Four years ago my little girl was brought into this world. She wasn't a thought in my mind, but somehow, someway three months later she stole my heart. We have an amazing connection and she is just a great dog. There is nothing I would change about her:wub: Happy Birthday Robs!


----------



## Shepherd Mom (Aug 30, 2010)

OMG what great pics, Robyn is gorgeous and all your dogs look like they have such a great time together ?. Your life is certainly full of happiness and love.


----------



## kelbonc (Aug 25, 2014)

:birthday: Robyn

Happy 4th Birthday gorgeous girl!! :wub: I hope your human spoils you big time today!!


----------



## newlie (Feb 12, 2013)

Happy birthday, Robyn! Hope you have a lot of fun today and get a nice treat for your supper!

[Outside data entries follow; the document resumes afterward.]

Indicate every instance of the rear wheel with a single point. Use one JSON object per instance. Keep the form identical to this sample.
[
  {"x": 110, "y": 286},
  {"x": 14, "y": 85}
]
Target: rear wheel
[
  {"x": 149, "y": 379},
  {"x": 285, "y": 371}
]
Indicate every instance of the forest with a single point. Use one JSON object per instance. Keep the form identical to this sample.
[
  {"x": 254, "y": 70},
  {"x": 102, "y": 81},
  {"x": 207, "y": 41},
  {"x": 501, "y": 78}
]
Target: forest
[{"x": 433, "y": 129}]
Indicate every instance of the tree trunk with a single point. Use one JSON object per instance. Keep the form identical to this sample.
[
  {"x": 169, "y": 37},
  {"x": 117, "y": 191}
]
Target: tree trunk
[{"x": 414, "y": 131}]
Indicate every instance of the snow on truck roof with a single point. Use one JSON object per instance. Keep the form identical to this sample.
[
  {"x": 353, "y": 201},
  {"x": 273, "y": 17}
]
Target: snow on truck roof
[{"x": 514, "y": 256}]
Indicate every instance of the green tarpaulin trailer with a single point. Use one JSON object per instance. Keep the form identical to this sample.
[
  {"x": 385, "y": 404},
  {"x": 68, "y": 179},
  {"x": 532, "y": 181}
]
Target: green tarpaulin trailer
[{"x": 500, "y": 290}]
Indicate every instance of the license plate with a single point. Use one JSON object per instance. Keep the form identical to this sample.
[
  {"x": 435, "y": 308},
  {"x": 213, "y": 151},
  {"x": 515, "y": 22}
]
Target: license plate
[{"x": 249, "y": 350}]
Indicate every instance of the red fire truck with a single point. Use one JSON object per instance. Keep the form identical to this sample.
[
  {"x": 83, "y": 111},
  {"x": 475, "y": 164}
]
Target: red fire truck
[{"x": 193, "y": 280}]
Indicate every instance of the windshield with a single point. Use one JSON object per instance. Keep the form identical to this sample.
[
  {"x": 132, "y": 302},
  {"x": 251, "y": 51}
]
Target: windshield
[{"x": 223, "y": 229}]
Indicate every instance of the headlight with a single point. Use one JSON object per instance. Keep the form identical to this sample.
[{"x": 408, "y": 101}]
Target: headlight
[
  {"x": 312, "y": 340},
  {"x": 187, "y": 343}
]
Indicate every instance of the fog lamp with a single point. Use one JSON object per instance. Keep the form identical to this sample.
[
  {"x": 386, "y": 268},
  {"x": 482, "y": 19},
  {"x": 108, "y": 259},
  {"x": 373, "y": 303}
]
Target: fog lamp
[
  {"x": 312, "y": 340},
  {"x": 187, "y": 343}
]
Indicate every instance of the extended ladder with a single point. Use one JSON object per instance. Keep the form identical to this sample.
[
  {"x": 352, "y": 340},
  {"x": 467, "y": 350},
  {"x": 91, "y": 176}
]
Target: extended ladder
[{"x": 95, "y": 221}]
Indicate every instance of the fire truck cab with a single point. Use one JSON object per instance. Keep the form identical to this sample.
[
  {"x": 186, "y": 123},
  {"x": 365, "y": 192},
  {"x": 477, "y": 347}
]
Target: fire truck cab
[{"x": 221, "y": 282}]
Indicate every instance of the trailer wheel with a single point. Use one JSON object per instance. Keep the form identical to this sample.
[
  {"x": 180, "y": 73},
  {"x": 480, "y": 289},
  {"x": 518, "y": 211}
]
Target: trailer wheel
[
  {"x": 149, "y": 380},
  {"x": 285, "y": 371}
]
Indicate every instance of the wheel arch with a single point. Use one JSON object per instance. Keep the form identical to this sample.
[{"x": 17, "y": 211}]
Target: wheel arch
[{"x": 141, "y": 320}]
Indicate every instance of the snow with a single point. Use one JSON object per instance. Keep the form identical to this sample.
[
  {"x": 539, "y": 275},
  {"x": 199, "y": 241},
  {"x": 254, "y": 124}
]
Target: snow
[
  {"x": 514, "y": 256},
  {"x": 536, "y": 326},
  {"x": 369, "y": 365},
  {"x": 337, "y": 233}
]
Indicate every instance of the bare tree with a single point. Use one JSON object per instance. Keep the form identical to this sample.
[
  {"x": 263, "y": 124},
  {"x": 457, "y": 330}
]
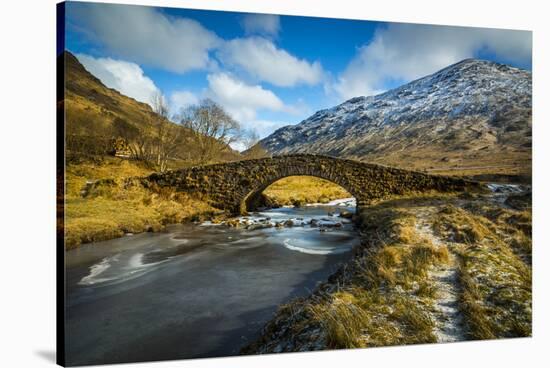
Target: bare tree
[
  {"x": 212, "y": 128},
  {"x": 168, "y": 136}
]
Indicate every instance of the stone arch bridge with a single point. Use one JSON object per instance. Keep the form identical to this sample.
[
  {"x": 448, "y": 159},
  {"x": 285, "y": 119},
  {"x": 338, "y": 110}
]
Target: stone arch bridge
[{"x": 236, "y": 186}]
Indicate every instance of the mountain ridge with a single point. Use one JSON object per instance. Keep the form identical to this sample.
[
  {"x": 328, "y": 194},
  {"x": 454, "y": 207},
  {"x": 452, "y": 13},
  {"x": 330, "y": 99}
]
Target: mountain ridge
[{"x": 463, "y": 114}]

Great pictures, Lombardo, she is gorgeous.


----------



## Nikitta (Nov 10, 2011)

Happy Birthday Robyn! Pretty girl. On Xerxes' birthday, I took him into the local farm store that allows dogs and let him pick out his own birthday toy. hehehe P.S. I especially love the one where she's eyeing the cats. LOL


----------



## Galathiel (Nov 30, 2012)

Happy birthday, Robyn!  I always love seeing pics of your crew.


----------



## GypsyGhost (Dec 29, 2014)

Awww! Happy Birthday Robyn!


----------



## llombardo (Dec 11, 2011)

Thanks everyone. After work I ran home and grabbed Robyn. We went and got a burger and ice cream, then ate by the water in the woods. We hiked for a little bit, then I took her swimming. We are home resting, then we will go for a nice walk around the neighborhood. She loves going out And she loves spending time with me, as I do with her. She is so special to me

Ok where are we going?


Just enjoying the beautiful breeze


I think she would have jumped in if I let her..


Silly pup diving for the ball..


Robyn's new friend..a sweet boxer


Robyn is like lets go....She doesn't go to far away and is always checking in!


----------



## Apoolutz (Jan 19, 2013)

Happy Birthday beautiful girl!! Loved your pictures


----------



## Loneforce (Feb 12, 2012)

Happy Birthday!!


----------



## Lobo dog (Sep 19, 2014)

Love all the photos! Happy Birthday Robin! :cake:


----------



## mspiker03 (Dec 7, 2006)

Happy birthday to Robyn - she has the same bday as my Leyna


----------



## Daisy&Lucky's Mom (Apr 24, 2011)

Happy Belated Birthday Robyn. Love the pictures of her especially she Misty and Tannor on the couch.


----------